Mayo, D. and Spanos, A. (2011). Error Statistics.
Savage, L. J. (1961). The Foundations of Statistics Reconsidered. Proceedings of the Fourth Berkeley Symposium on Mathematical Statistics and Probability 1. Berkeley: University of California Press, 575–86.
van Dongen, N. N. N., Wagenmakers, E., & Sprenger, J. (2020, December 16). A Bayesian perspective on severity: Risky predictions and specific hypotheses. PsyArXiv preprints. (To appear in Psychonomic Bulletin and Review 2022.)
Dear Readers: Most of my 2018 book was written by first posting bits and pieces on this blog. The discussion was often extremely valuable and it saved me from making mistakes in the book. Then, in 2018, I posted finished chapters on this blog which you can search. Going back to the earlier posts, in a way, is the most valuable because of the discussions.

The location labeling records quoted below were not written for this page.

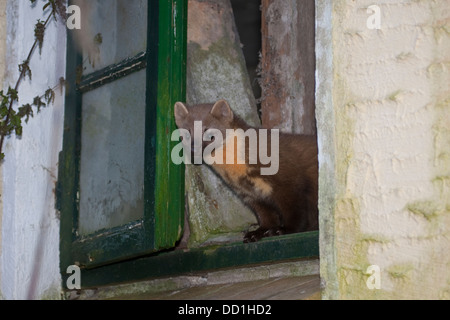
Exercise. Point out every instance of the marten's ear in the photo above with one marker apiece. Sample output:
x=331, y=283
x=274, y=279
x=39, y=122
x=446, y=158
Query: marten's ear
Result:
x=181, y=113
x=222, y=111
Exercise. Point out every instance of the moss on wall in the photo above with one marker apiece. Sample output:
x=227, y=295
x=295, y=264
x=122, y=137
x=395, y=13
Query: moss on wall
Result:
x=216, y=70
x=391, y=144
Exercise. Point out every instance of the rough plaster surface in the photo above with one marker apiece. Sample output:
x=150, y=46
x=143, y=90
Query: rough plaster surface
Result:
x=2, y=69
x=215, y=70
x=391, y=103
x=288, y=65
x=29, y=261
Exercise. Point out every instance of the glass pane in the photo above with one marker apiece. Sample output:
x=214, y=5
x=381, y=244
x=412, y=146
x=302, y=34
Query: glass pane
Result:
x=112, y=30
x=112, y=154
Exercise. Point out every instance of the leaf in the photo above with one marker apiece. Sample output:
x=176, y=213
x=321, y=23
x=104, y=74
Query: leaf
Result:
x=13, y=95
x=62, y=84
x=24, y=69
x=38, y=103
x=25, y=111
x=49, y=96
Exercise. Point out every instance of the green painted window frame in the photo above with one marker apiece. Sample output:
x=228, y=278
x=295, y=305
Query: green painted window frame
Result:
x=145, y=249
x=163, y=218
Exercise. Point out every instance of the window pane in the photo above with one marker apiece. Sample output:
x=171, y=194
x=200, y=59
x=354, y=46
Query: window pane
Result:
x=112, y=154
x=112, y=31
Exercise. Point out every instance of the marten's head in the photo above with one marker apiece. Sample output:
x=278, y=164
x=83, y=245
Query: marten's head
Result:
x=204, y=123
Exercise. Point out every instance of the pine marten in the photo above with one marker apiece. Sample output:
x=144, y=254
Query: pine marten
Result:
x=282, y=194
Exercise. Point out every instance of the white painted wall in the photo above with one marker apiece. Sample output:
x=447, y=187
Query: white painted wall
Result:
x=29, y=261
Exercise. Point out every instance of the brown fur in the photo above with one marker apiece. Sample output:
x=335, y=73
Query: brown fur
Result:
x=283, y=203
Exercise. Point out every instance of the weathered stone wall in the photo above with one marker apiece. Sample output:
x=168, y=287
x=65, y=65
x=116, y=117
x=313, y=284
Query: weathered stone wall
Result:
x=215, y=70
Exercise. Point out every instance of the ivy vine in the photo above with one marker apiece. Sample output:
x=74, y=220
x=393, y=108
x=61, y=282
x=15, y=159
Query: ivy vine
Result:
x=11, y=116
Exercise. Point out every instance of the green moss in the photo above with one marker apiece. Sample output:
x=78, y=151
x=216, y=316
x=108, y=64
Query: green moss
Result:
x=401, y=271
x=426, y=209
x=52, y=293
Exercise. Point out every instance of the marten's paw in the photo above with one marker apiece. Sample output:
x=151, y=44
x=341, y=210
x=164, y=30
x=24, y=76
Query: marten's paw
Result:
x=254, y=236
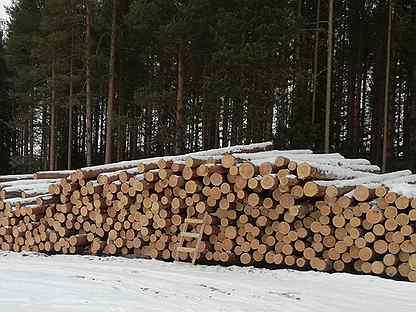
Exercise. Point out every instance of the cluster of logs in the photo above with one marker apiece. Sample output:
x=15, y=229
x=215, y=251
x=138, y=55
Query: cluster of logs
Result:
x=266, y=208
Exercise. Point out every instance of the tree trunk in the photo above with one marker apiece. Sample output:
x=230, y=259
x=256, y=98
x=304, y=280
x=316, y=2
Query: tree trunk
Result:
x=329, y=78
x=52, y=137
x=112, y=85
x=70, y=104
x=88, y=85
x=179, y=142
x=386, y=144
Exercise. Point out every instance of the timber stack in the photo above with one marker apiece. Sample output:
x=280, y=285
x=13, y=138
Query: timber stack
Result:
x=263, y=207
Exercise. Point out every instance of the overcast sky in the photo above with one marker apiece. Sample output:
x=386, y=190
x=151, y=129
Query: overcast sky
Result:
x=2, y=10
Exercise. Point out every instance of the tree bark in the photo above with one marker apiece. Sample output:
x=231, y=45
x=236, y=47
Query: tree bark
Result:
x=52, y=137
x=112, y=85
x=88, y=85
x=70, y=104
x=179, y=142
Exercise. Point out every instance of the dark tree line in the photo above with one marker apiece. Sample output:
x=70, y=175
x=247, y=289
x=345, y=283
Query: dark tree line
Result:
x=88, y=81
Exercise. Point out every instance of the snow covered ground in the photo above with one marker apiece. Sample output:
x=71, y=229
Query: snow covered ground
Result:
x=31, y=282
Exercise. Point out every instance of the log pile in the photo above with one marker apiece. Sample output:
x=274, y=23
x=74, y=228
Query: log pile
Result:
x=265, y=207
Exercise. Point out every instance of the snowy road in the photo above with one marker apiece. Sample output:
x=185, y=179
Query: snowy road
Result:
x=75, y=283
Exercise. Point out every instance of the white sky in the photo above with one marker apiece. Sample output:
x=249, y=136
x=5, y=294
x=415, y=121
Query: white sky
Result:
x=2, y=10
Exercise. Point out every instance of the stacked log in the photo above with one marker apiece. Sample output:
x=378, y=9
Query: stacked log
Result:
x=265, y=208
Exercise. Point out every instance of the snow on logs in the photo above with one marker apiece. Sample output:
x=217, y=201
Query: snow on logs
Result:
x=266, y=208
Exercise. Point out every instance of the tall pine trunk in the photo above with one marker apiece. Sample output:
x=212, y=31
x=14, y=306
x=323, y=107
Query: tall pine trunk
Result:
x=112, y=85
x=179, y=142
x=52, y=137
x=88, y=85
x=70, y=104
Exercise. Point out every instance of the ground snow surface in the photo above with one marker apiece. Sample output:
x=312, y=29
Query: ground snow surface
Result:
x=31, y=282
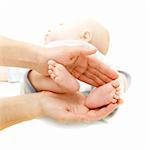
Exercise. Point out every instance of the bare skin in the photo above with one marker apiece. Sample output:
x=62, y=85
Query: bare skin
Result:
x=65, y=108
x=93, y=32
x=103, y=95
x=62, y=77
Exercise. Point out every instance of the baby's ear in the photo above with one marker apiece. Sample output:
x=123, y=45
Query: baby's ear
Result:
x=86, y=36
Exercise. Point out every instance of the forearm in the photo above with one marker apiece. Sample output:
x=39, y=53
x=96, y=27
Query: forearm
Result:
x=18, y=54
x=20, y=108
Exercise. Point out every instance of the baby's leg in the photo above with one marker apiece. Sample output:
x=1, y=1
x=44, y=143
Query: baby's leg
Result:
x=62, y=77
x=103, y=95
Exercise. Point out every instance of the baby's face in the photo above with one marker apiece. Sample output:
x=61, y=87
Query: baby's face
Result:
x=62, y=32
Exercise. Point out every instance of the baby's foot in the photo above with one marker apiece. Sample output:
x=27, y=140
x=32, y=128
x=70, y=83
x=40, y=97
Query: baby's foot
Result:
x=62, y=77
x=103, y=95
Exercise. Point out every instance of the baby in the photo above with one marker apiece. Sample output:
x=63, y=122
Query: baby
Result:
x=89, y=31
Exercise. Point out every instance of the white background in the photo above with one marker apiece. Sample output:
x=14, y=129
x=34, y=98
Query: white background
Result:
x=128, y=24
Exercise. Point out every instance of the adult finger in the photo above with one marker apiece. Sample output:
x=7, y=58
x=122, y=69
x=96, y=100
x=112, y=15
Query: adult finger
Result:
x=98, y=114
x=101, y=67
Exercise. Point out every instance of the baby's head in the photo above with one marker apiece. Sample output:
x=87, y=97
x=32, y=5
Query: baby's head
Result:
x=88, y=30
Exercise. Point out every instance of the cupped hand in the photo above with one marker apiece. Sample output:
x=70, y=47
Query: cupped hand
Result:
x=68, y=108
x=79, y=63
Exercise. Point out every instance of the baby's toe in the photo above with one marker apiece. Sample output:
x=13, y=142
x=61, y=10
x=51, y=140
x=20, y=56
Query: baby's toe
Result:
x=115, y=84
x=118, y=93
x=116, y=96
x=50, y=72
x=52, y=62
x=118, y=89
x=53, y=76
x=114, y=100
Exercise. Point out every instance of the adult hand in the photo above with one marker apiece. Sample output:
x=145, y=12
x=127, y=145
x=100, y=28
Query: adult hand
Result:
x=79, y=63
x=70, y=108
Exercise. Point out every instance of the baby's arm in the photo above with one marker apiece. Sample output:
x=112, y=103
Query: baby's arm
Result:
x=43, y=83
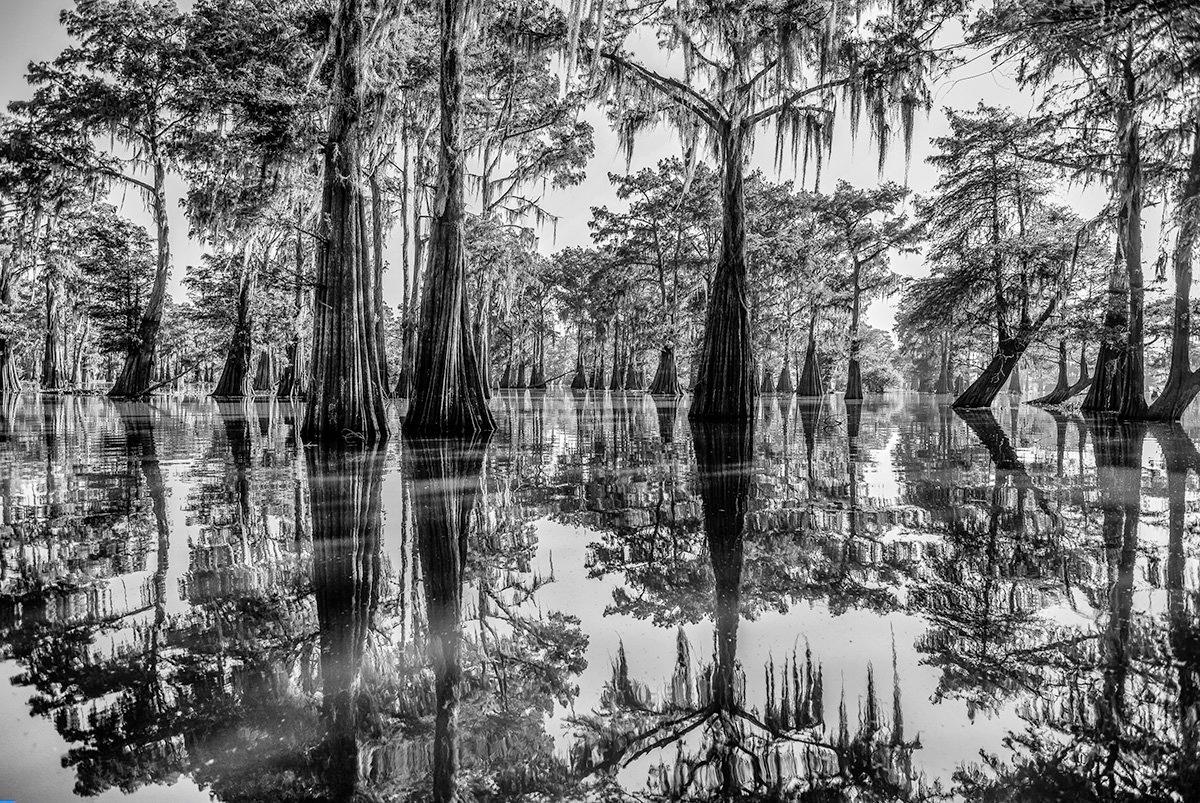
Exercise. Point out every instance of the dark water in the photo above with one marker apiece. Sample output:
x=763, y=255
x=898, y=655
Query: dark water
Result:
x=600, y=603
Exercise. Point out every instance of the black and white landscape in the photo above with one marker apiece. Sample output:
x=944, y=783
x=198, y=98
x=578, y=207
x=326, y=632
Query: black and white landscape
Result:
x=599, y=400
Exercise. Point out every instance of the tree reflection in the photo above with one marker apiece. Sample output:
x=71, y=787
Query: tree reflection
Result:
x=1114, y=712
x=345, y=490
x=445, y=478
x=726, y=748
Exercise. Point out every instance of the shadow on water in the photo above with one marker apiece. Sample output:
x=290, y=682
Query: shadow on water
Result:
x=445, y=479
x=598, y=604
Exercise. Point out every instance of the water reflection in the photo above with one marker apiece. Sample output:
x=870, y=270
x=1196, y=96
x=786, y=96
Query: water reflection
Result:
x=883, y=601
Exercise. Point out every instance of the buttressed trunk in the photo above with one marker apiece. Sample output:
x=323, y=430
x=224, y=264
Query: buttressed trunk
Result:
x=853, y=369
x=666, y=377
x=234, y=382
x=448, y=385
x=725, y=382
x=292, y=378
x=1133, y=389
x=810, y=376
x=1103, y=394
x=347, y=399
x=9, y=381
x=137, y=376
x=1182, y=383
x=53, y=377
x=991, y=381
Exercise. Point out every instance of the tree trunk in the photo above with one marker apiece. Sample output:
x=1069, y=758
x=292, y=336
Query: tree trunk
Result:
x=9, y=381
x=810, y=376
x=347, y=400
x=725, y=383
x=265, y=373
x=377, y=241
x=853, y=370
x=991, y=381
x=1062, y=385
x=1182, y=383
x=767, y=383
x=785, y=384
x=666, y=377
x=234, y=382
x=53, y=377
x=943, y=377
x=1133, y=388
x=580, y=381
x=1014, y=383
x=483, y=339
x=137, y=375
x=292, y=378
x=448, y=393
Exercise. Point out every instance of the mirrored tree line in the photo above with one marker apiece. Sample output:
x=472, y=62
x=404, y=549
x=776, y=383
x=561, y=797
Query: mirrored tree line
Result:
x=324, y=144
x=409, y=654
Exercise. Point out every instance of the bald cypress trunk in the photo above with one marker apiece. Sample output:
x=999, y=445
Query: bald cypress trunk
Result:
x=1133, y=387
x=1182, y=383
x=810, y=376
x=853, y=370
x=725, y=383
x=1109, y=361
x=9, y=381
x=264, y=376
x=53, y=375
x=292, y=378
x=137, y=375
x=1014, y=382
x=377, y=240
x=785, y=384
x=448, y=394
x=666, y=377
x=234, y=382
x=347, y=400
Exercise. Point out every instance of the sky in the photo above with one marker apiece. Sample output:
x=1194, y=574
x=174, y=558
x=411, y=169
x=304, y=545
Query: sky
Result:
x=31, y=31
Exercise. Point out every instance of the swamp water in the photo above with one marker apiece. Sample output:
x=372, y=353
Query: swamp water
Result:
x=600, y=601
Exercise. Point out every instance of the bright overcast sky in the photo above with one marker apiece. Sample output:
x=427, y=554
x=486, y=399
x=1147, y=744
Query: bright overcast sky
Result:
x=31, y=31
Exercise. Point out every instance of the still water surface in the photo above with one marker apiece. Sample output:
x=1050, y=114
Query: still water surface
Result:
x=600, y=601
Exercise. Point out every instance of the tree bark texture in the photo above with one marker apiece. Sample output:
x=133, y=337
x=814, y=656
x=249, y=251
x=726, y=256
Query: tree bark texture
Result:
x=1182, y=383
x=725, y=383
x=235, y=379
x=666, y=377
x=448, y=384
x=137, y=375
x=347, y=397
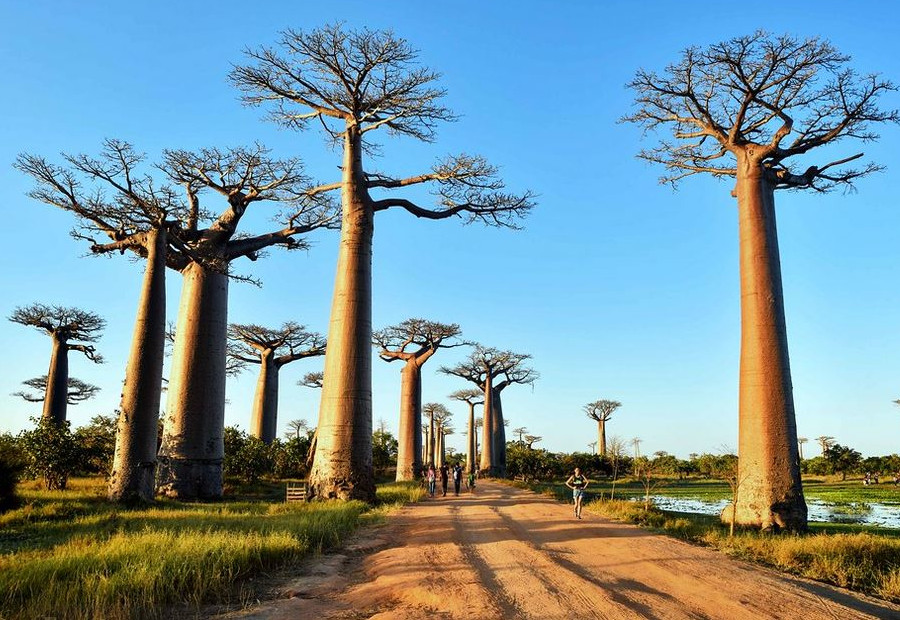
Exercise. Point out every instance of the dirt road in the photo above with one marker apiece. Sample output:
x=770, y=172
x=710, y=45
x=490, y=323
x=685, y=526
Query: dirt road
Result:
x=508, y=553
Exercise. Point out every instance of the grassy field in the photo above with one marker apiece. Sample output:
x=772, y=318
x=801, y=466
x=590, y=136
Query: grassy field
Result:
x=71, y=554
x=862, y=558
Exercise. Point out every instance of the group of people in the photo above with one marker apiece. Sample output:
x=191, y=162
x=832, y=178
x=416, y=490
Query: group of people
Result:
x=444, y=472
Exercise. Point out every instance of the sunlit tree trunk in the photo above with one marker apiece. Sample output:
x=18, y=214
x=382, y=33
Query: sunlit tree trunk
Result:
x=342, y=466
x=498, y=435
x=264, y=420
x=601, y=437
x=134, y=464
x=193, y=442
x=470, y=443
x=409, y=446
x=56, y=399
x=487, y=428
x=771, y=496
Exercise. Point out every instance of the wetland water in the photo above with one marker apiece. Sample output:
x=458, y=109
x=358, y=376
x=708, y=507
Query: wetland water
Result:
x=863, y=513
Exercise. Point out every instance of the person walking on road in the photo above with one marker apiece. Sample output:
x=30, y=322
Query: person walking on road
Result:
x=578, y=483
x=431, y=479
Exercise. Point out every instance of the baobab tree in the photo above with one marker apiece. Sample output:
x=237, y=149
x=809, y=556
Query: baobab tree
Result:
x=482, y=368
x=271, y=349
x=129, y=211
x=471, y=397
x=77, y=391
x=436, y=413
x=193, y=438
x=825, y=442
x=414, y=341
x=752, y=108
x=70, y=329
x=356, y=83
x=601, y=411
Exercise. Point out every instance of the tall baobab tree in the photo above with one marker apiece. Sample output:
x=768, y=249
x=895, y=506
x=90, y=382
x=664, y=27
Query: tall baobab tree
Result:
x=129, y=211
x=752, y=108
x=471, y=397
x=413, y=341
x=77, y=391
x=436, y=413
x=271, y=349
x=601, y=411
x=356, y=83
x=483, y=366
x=70, y=329
x=193, y=438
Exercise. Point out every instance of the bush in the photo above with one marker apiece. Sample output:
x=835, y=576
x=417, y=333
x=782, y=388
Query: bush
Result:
x=12, y=466
x=51, y=453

Here I link to proofs of the first 3 excursions.
I’ve read through pg 10, and I want to finish it. But I think their water heater example fails.
I’ll start with this. They say that S-1 comes from a rejection of some H0. I don’t remember reading this. Maybe I’m wrong here. In the water heater example, I think that xbar = 151 meets S-1 for the claim mu > 150, since it’s “in the right direction.” It just fails for S-2. Another example is on pg 263 of SIST (Section 4.5).
Their example falls apart at the bottom of pg 9 and on pg 10:
“However, when normal temperatures are around 100 degrees, you observe a mean temperature of 152 with a standard error of 1, and an “full-on emergency for the ecosystem” is imminent when the temperature is 153, it is clear that counter measures are acutely required.”
If I observed a 52-sigma deviation, I would stop worry about severity and seek shelter. I still say that we do not have well-tested evidence for mu > 153, I’m not even sure that S-1 applies, but shouldn’t stop us from taking counter measures. We have good evidence of a 50-sigma deviation, and that should be bad enough!